Another blow to the US housing market

Quick take from me, as I’ve been thoroughly exhausted the past couple days…

1: Another blow to the US housing market, 30 year fixed mortgage rates are quickly approaching 7%. Affordability is getting wrecked and new buyers are likely to remain on the sidelines. Many renters will keep renting and young adults will remain living with their parents.

Moving out used to be a rite of passage for young adults, but things are changing and I think more people will stay with their parents well into their 20s and even 30s. People simply can’t afford to live on their own. Housing – and the middle class lifestyle in general – has become increasingly unaffordable over the years, and recent inflation has only made it worse.

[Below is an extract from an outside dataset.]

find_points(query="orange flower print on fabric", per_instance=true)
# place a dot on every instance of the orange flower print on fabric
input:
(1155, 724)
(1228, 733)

Luckily, houses are getting bigger so there’s plenty of room at mom and dad’s house (second chart below).

2: Many are aware that bonds have performed poorly this year. What many don’t know is bond market volatility (as shown by the MOVE index – second chart below) has skyrocketed.

This level of volatility has historically led to, or coincided with, market crises. Just this week, the Bank of England had to intervene in its bond market (QE) to drive down yields and avoid a pension system collapse.

“If there was no intervention today, gilt yields could have gone up to 7-8 per cent from 4.5 per cent this morning and in that situation around 90 per cent of UK pension funds would have run out of collateral,” said Kerrin Rosenberg, Cardano Investment chief executive. “They would have been wiped out.”

Many pundits have highlighted the contradictory nature of the Bank of England’s intervention, given its recent efforts to calm inflation. Yet, many have entirely missed the reason why they made this rapid reversal of policy. The UK came close to financial crisis this week.

The situation in the UK demonstrates how central banks are attempting to balance two forms of financial disorder: inflation and market stability.